7.8Transactions with Affiliates. Except as permitted by Section 7.7(g) and Section 7.14, enter into any transaction, including any purchase, sale, lease or exchange of property, the rendering of any service or the payment of any management, advisory or similar fees, with any Affiliate of any Group Member (other than the Borrower or any Subsidiary Guarantor or pursuant to any transaction that is otherwise permitted pursuant to this Agreement or is otherwise listed on Schedule 7.8) unless such transaction is (a) in the ordinary course of business of the relevant Group Member, and (b) upon fair and reasonable terms no less favorable to the relevant Group Member than it would obtain in a comparable arm’s length transaction with a Person that is not an Affiliate.
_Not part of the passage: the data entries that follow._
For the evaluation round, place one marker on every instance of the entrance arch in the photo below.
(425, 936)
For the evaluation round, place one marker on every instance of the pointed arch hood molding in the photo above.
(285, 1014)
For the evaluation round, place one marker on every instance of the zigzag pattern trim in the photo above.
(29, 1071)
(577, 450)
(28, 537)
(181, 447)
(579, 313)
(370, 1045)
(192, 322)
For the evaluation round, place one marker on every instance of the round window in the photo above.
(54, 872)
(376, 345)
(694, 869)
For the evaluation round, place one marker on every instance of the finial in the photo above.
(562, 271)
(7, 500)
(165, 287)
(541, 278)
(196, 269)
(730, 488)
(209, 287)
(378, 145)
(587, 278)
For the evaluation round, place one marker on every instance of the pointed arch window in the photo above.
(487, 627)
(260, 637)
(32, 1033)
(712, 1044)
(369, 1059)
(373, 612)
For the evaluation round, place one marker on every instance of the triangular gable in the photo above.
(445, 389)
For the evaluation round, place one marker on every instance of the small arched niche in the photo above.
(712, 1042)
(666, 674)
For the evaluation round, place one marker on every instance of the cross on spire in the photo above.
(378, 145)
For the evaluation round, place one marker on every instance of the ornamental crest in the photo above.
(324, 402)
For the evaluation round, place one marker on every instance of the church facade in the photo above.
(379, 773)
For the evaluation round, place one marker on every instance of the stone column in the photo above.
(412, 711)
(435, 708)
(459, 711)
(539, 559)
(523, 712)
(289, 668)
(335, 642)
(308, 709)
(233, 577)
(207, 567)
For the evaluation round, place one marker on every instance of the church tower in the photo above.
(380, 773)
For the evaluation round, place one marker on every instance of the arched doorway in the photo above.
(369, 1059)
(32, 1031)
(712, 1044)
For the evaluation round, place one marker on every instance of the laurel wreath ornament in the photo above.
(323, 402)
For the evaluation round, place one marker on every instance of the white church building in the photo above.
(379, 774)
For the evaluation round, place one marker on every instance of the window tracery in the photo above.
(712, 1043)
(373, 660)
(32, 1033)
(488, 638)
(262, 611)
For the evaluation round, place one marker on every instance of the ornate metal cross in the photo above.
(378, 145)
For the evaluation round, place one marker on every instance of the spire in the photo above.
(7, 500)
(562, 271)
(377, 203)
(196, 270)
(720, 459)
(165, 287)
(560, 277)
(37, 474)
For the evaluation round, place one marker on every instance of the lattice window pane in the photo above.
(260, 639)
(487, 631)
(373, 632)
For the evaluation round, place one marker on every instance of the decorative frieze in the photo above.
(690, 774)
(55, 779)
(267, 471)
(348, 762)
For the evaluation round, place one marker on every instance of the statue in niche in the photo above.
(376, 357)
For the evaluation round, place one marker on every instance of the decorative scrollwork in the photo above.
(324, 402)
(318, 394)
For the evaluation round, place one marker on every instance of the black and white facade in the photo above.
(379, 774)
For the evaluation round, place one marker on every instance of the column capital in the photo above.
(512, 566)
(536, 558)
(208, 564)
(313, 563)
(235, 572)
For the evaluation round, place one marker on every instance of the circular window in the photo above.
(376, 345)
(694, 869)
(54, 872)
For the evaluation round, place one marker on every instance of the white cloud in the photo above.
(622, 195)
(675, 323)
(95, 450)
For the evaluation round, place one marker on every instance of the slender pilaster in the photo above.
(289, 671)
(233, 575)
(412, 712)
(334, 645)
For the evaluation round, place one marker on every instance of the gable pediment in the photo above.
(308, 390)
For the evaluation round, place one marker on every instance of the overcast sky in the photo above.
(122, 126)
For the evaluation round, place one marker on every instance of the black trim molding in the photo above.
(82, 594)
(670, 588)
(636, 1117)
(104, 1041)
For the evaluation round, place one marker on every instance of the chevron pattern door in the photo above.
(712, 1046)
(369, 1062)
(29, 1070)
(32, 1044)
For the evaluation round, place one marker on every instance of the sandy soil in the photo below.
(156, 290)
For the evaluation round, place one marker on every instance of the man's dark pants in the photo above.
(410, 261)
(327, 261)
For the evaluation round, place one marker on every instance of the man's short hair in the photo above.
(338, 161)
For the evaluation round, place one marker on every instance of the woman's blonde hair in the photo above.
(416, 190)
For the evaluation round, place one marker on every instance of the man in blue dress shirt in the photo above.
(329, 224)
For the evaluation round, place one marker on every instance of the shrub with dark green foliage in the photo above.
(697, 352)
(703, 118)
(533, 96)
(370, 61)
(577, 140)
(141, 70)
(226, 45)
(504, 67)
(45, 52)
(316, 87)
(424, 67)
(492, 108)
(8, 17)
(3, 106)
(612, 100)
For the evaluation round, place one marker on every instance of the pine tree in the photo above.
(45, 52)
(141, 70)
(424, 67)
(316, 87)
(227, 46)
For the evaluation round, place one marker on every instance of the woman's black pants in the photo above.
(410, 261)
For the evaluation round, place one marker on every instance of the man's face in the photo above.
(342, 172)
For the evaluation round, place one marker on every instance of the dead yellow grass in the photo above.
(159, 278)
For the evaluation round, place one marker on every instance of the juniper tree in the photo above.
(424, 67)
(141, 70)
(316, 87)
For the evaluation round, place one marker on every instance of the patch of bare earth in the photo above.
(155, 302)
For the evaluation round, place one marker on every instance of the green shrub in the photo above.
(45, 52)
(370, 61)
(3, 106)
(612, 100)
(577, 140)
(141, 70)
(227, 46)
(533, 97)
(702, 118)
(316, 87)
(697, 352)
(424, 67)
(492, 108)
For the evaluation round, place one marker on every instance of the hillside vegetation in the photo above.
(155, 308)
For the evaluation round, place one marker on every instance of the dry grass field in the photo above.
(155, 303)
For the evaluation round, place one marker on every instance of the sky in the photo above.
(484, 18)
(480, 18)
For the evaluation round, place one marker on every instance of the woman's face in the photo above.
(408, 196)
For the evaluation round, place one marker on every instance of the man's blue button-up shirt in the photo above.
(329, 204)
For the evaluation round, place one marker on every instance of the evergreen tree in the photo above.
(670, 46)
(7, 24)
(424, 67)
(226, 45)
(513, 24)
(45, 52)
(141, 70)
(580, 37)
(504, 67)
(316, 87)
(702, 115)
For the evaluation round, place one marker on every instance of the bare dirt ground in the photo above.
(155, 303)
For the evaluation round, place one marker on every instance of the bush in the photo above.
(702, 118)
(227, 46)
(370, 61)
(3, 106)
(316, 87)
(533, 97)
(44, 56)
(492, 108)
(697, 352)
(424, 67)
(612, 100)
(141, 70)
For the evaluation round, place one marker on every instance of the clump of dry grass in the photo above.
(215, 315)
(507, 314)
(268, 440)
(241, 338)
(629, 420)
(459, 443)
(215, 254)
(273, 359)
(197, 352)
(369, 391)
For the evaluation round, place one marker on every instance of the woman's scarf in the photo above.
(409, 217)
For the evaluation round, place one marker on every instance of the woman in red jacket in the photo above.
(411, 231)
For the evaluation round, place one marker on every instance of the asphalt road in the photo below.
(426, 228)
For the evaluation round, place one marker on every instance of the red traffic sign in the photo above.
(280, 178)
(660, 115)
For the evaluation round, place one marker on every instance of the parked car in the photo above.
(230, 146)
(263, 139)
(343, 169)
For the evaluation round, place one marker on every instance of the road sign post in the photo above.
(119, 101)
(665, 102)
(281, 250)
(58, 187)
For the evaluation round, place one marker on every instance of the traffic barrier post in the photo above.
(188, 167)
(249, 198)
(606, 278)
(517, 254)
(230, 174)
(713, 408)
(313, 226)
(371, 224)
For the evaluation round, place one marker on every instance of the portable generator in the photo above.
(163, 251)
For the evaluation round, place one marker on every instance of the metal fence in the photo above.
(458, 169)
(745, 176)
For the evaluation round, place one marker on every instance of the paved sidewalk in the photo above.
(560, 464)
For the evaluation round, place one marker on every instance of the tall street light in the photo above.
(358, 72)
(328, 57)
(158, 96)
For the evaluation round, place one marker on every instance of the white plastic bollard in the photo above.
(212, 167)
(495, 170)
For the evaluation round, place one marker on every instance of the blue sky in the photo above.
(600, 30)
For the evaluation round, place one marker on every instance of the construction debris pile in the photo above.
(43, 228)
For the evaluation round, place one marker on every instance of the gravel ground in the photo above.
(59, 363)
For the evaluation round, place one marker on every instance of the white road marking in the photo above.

7.9Sales and Leasebacks. Enter into any Sale Leasebacks, other than Permitted Sale Leasebacks.
7.10Swap Agreements. Enter into any Swap Agreement, except (a) Swap Agreements entered into to hedge or mitigate risks to which the Borrower or any Subsidiary has actual exposure (other than those in respect of Capital Stock) and (b) Swap Agreements entered into in order to effectively cap, collar or exchange interest rates with respect to any interest-bearing liability or investment of the Borrower or any Subsidiary.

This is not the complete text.